Are you tired of the resource-intensive and complex process of training state-of-the-art Language Model Models (LLMs) for Reinforcement Learning from Human Feedback (RLHF)? Look no further. Introducing Odds Ratio Preference Optimization (ORPO), a groundbreaking approach that redefines how we align and train LLMs for RLHF, bypassing the traditional Base Model → Supervised Fine-tuning → RLHF (PPO/DPO) pipeline. With ORPO, we propose a new method that combines Supervised Fine-tuning (SFT) and Alignment into a single objective, achieving unparalleled results with simplicity and efficiency. Here's how it works: Create a pairwise preference dataset (chosen/rejected), such as Argilla UltraFeedback. Ensure the dataset excludes instances where chosen and rejected responses are identical or one is empty. Select a pre-trained LLM, like Llama-2 or Mistral. Train the Base model with ORPO objective directly on the preference dataset, eliminating the need for an extra SFT step. Key Insights: ORPO is model-free and memory-friendly, providing a seamless training experience.

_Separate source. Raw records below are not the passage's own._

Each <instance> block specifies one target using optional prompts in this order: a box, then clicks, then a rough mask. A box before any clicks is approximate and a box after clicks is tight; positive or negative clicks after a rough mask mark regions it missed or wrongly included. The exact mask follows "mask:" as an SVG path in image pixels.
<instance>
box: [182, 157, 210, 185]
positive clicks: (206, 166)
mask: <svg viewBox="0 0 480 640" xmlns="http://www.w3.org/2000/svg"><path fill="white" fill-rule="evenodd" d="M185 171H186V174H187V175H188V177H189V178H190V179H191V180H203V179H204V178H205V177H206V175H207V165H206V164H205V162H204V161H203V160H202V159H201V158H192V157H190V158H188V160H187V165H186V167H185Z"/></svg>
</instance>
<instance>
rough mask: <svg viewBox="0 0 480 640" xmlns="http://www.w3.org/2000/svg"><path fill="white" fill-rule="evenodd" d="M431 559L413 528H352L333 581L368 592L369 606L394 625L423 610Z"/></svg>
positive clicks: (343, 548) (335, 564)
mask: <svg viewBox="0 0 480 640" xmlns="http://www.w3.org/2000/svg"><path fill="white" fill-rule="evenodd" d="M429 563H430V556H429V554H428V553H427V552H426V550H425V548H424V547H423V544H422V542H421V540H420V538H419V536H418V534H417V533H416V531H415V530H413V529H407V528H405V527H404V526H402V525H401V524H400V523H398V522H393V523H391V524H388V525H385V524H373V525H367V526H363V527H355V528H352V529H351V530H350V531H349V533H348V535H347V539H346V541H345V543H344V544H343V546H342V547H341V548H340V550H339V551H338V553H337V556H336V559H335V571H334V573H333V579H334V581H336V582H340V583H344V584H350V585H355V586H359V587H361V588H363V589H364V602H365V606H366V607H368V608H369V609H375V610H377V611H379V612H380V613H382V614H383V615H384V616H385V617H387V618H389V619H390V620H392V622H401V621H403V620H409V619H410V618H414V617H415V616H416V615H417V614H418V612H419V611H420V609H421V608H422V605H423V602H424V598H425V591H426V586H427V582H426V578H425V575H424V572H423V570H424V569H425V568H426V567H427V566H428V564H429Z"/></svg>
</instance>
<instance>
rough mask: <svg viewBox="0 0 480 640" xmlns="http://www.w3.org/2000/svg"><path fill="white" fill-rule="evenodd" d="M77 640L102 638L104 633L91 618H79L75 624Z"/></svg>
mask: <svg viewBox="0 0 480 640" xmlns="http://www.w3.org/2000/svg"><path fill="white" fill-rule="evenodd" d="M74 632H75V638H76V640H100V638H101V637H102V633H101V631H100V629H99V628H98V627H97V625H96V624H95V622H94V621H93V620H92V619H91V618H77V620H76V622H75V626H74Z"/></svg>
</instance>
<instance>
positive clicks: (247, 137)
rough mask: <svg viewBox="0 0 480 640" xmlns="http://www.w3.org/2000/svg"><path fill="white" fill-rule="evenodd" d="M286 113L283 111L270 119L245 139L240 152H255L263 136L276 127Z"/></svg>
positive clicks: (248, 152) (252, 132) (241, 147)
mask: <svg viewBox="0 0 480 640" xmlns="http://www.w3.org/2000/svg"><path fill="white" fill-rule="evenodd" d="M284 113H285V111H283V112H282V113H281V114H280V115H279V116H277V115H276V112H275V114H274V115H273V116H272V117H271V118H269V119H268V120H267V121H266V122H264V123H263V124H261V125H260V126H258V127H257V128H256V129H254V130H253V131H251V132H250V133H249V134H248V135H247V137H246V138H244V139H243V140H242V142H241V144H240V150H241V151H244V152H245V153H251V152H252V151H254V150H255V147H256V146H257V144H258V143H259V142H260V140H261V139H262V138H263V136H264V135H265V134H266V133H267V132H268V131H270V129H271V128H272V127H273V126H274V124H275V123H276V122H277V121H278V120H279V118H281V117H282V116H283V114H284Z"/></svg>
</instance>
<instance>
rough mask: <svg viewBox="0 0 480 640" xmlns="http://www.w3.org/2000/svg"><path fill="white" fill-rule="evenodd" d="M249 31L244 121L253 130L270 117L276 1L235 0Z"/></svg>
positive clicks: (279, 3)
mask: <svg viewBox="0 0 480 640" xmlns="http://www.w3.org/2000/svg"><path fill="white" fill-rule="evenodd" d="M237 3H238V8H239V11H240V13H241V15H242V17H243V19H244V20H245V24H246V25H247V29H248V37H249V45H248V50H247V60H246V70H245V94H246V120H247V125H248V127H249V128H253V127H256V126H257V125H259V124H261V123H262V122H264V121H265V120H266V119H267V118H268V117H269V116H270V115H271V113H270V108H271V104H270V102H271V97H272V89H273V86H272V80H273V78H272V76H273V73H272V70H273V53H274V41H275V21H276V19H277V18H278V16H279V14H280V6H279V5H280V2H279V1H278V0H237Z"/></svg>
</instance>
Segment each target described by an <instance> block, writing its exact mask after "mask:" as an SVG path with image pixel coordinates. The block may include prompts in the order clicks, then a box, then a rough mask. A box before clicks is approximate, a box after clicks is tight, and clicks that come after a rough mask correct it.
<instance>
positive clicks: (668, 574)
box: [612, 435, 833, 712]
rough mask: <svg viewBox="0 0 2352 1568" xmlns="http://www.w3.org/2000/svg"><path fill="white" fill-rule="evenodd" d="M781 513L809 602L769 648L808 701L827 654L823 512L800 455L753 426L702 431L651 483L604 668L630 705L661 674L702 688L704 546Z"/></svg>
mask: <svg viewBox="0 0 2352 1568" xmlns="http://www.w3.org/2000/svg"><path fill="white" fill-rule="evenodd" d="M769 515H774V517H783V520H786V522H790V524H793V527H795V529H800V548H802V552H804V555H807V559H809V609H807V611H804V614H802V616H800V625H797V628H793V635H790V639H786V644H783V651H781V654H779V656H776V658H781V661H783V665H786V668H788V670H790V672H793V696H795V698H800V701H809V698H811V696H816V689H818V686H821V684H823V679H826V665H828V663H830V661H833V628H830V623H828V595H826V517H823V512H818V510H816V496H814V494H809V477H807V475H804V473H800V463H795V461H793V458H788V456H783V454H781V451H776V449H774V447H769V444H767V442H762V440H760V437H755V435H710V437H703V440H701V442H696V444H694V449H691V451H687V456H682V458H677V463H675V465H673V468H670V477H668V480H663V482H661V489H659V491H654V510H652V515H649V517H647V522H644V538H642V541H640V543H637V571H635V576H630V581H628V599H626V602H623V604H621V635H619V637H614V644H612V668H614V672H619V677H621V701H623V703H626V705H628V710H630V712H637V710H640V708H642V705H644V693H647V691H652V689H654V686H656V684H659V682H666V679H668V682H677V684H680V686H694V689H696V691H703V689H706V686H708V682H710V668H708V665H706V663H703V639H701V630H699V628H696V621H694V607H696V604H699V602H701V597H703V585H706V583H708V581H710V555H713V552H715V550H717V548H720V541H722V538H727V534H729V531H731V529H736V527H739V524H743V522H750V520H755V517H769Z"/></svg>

By replacing the complex pipeline of SFT followed by DPO/PPO with a single method, ORPO simplifies the process while achieving superior performance. ORPO outperforms SFT, SFT+DPO on PHI-2, Llama 2, and Mistral, showcasing its effectiveness across various benchmarks. Mistral ORPO achieves remarkable scores: 12.20% on AlpacaEval2.0, 66.19% on IFEval, and 7.32 on MT-Bench, setting new standards in the field, available through Hugging Face Zephyr Beta.